LOS ANGELES — Despite the subzero temperatures and lack of oxygen, people can survive even a long journey in the wheel well of a jetliner. The latest example is a teenager who, according to authorities, stowed away on a 5 1/2-hour flight from San Jose, Calif., to Hawaii. While the number of known stowaway attempts is few, people have survived with surprising frequency.

HOW DANGEROUS ARE THE CONDITIONS?

Very. At 38,000 feet — the cruising altitude of the Hawaiian Airlines flight that the FBI says the 15-year-old took Sunday — the outside air temperature is about minus 85 degrees. The air is so thin that a person will pass out because the brain is starved of oxygen.

The plane’s own machinery can aid a stowaway’s survival, at least initially. Warmth radiating from the wheels, which heat up on the runway during takeoff, and from hydraulic fluid lines can moderate the temperature. But those effects dissipate, and at cruising altitude the temperature in the wheel well would be about minus 30 degrees, estimated John Hansman, a professor of aeronautics and astronautics at the Massachusetts Institute of Technology.

Unlike areas of the cargo hold that are pressurized so that pets can breathe, air in the wheel wells is essentially the same as outside the plane. An FBI spokesman in Hawaii said the boy told authorities he did not remember the flight.

And then there is the huge risk when the wheels are lowered for landing. This opens the equivalent of a trap door, turning a cramped but relatively sheltered space into one from which it would be easy to fall thousands of feet to the ground or water below.

Wheel well survivors typically find space in a recess area next to where the gear retracts, according to an FAA review of cases.

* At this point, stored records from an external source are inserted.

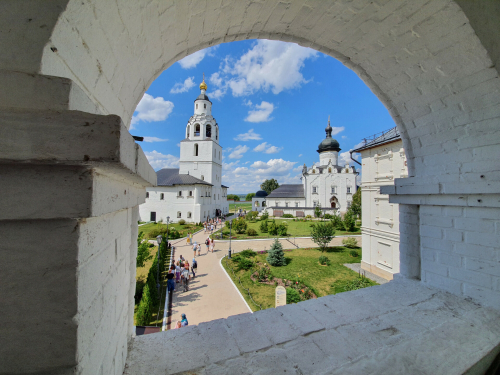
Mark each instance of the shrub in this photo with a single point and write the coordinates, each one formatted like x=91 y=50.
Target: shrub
x=249 y=253
x=324 y=260
x=282 y=229
x=292 y=296
x=240 y=225
x=263 y=226
x=350 y=242
x=276 y=256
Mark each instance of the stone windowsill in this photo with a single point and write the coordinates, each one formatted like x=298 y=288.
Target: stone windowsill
x=401 y=327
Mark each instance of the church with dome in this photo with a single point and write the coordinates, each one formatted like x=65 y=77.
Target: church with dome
x=325 y=184
x=194 y=191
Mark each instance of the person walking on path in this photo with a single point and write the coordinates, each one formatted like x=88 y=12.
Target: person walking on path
x=184 y=321
x=170 y=279
x=194 y=267
x=185 y=277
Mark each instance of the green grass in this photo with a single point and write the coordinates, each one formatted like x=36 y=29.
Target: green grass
x=303 y=265
x=243 y=205
x=183 y=229
x=295 y=229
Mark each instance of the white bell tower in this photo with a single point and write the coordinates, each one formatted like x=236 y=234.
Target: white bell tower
x=201 y=154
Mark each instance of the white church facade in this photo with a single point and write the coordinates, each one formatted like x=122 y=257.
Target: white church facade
x=383 y=160
x=327 y=185
x=194 y=191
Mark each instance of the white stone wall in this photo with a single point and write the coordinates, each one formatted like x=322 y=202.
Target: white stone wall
x=380 y=219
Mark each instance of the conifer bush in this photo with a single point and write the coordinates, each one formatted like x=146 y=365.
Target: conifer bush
x=276 y=256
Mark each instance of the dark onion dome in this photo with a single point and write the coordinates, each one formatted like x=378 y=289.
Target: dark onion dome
x=261 y=194
x=329 y=144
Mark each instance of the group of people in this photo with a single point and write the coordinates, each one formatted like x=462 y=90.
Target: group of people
x=179 y=272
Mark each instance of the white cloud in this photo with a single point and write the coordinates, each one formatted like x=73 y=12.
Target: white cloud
x=268 y=65
x=154 y=139
x=238 y=152
x=261 y=113
x=183 y=87
x=248 y=136
x=159 y=160
x=267 y=148
x=194 y=59
x=151 y=109
x=336 y=131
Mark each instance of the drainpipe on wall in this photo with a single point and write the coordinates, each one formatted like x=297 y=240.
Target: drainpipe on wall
x=350 y=152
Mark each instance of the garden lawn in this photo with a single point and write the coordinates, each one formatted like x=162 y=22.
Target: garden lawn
x=303 y=265
x=295 y=229
x=182 y=229
x=243 y=205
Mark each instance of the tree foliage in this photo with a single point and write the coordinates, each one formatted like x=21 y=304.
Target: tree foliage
x=322 y=234
x=234 y=197
x=276 y=256
x=269 y=185
x=249 y=196
x=142 y=250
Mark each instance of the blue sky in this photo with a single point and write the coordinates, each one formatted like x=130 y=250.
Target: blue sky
x=271 y=100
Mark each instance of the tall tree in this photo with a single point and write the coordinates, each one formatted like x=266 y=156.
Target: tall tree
x=269 y=185
x=249 y=196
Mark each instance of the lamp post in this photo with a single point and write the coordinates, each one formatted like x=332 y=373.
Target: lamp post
x=230 y=225
x=158 y=239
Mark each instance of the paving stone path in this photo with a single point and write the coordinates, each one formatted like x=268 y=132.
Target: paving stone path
x=211 y=293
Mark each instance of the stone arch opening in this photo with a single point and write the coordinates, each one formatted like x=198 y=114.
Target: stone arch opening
x=438 y=79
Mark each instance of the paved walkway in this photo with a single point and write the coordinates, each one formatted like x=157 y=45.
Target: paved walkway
x=211 y=294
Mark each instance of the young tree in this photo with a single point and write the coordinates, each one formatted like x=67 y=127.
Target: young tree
x=269 y=185
x=249 y=196
x=276 y=256
x=322 y=234
x=142 y=251
x=317 y=211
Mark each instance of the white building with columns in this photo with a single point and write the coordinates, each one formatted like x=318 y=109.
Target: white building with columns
x=383 y=160
x=194 y=191
x=327 y=185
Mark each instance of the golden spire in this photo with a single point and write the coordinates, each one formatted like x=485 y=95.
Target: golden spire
x=203 y=85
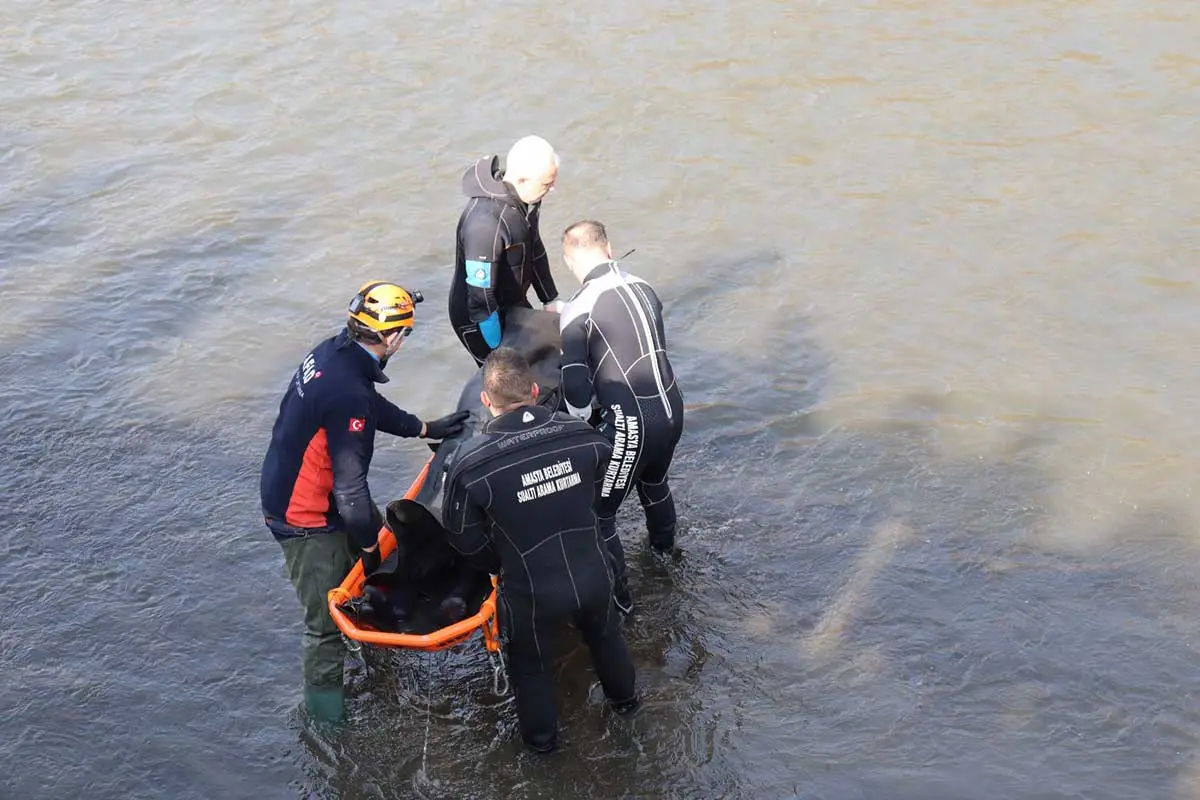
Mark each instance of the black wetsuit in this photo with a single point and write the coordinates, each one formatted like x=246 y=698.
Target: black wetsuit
x=615 y=350
x=499 y=254
x=523 y=492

The boy hopped into a Boeing 767, and it was not immediately clear how big the area is on that jet. Boeing representatives declined to comment, saying they did not want to encourage any copycat attempts.

SO HOW CAN THE HUMAN BODY DO IT?

By entering a state akin to hibernation. Breathing, heart rate and brain activity can continue — but at a much slower-than-normal rate. Being younger helps the chances of survival, though surgeons may try to recreate this body state during surgery on older people.

Several doctors likened the body’s experience in a wheel well on a long flight to what happens when someone falls under the ice of a frozen pond. They may have no pulse when they are pulled out, but could be revived.

“When it comes to hypothermia, all bets are off,” said Dr. Jay Lemery, a professor at the University of Colorado specializing in emergency medicine in the wilderness. A body shut down by extreme cold should be “presumed alive, until they are warm and dead.”

HOW FREQUENTLY DO PEOPLE SURVIVE?

Worldwide, there have been 105 known people who stowed away since 1947, according to data kept by the Federal Aviation Administration. Counting the California teen, 25 made it alive, for a survival rate of about 1 in 4. The FAA notes that the rate may be lower, because people could have stowed away and fallen out of the wheel well without anyone knowing.

Prior to this case, there were two known instances when someone stowed away on a flight that took off and landed within the United States. One was in 2010, in which a teenager died on a flight between Charlotte, N.C., and Boston. The other was in 1972. There are other instances in which someone flew to the United States from another country.